ESTV, which runs the channel, reported losses of approximately £1.3 million in its first 13 months, and has since applied to Ofcom to cut the hours of peak-time local programmes from three and a half hours to one hour a day.
The application originally stated that London Live would seek to deliver 8 hours of first run local programming per day in the first year – rising to 10 hours by year three, while peak programming would rise to 3.5 hours.
Channel 4 has said that ESTV’s proposals to reduce the hours of content produced represent a “material shift in the nature of the service they provide.”
When Ofcom awarded the licence to ESTV in February 2013, it was granted public service broadcaster status, meaning that the channel would receive certain privileges received by other PSBs, as long as it agreed to fulfil specific licence obligations to provide a defined amout of local TV.
Channel 4 said that PSB status should not be given lightly, and that by significantly reducing public service obligations so soon after they were agreed, ESTV would set an “unwelcome precedent.”
“Channel 4 believes that such a move could devalue public service broadcasting by casting it as a burden instead of a privilege that can be diluted and dismissed so quickly after launch,” the broadcaster said.
Following reports of financial losses and flat audience viewing figures, Newsline columnist Raymond Snoddy asked whether it is time for Ofcom to pull the plug on London Live completely.
“Regulators find themselves in a difficult position when this sort of thing happens,” said Snoddy.
“They want to be flexible and reasonable in the hope that maybe with a little more time a financial corner can be turned.
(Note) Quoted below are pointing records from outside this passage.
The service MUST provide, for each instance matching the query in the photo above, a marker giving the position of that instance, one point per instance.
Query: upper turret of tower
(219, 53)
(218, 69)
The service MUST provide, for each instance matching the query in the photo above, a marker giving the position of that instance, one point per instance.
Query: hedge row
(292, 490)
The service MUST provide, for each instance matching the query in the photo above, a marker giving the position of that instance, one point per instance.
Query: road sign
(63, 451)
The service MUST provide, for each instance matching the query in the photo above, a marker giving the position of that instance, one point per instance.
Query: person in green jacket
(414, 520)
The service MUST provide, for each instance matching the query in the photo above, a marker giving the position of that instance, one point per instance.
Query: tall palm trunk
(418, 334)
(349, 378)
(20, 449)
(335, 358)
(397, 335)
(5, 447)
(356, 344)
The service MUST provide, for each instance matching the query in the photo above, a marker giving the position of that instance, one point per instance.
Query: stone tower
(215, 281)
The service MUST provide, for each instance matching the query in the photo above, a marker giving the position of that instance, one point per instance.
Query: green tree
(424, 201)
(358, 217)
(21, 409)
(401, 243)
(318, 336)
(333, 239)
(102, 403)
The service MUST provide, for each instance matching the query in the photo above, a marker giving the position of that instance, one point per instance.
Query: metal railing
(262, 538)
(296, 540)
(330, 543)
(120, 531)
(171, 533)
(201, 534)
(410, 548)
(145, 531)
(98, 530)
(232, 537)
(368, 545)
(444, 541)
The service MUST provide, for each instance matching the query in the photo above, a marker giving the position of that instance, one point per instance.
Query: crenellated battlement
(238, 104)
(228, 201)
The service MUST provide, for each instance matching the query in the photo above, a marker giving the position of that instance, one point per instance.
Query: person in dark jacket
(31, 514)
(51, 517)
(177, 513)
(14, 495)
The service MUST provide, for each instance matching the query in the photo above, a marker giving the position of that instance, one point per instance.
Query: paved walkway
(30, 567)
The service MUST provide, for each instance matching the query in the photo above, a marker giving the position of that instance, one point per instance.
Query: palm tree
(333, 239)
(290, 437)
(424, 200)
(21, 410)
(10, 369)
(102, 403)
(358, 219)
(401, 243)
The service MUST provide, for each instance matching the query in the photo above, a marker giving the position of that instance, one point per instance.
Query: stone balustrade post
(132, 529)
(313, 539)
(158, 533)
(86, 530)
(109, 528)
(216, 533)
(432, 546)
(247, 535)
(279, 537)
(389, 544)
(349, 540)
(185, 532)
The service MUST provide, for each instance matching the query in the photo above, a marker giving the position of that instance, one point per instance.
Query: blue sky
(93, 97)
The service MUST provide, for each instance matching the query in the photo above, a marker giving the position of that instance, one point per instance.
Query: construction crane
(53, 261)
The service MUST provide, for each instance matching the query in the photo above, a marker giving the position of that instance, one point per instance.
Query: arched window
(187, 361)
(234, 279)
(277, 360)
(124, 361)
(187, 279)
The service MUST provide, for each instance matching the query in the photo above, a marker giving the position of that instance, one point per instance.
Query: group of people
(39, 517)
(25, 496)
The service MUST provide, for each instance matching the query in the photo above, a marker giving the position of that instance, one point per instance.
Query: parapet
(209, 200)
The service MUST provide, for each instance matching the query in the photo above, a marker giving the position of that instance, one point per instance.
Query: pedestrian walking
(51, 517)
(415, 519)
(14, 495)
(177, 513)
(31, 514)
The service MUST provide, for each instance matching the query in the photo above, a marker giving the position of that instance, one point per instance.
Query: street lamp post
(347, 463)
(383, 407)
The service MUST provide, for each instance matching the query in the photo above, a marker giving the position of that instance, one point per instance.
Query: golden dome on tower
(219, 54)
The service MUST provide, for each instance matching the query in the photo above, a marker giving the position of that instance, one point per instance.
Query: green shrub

There is also the problem of being forced to admit that they screwed up when making their original decision.
“If London Live had gone to Ofcom proposing it planned to broadcast just one hour of local news in prime-time each night instead of three and a half hours and pad out the rest of the schedule with cheap buy-ins that could appear on any repeat channel anywhere, is there the slightest chance it would have won the licence?”
London Live is expected to begin replacing public service content with bought-in commercially focused content – including programming from Channel 4 – meaning that London Live would move away from being a local channel to one that focuses mainly on broadcasting commercial content.
Channel 4 concluded its statement by saying that going ahead with ESTV’s proposals would lead to a “significantly changed service that would be less likely to provide the benefits to viewers that the local TV system was designed and set up to deliver.”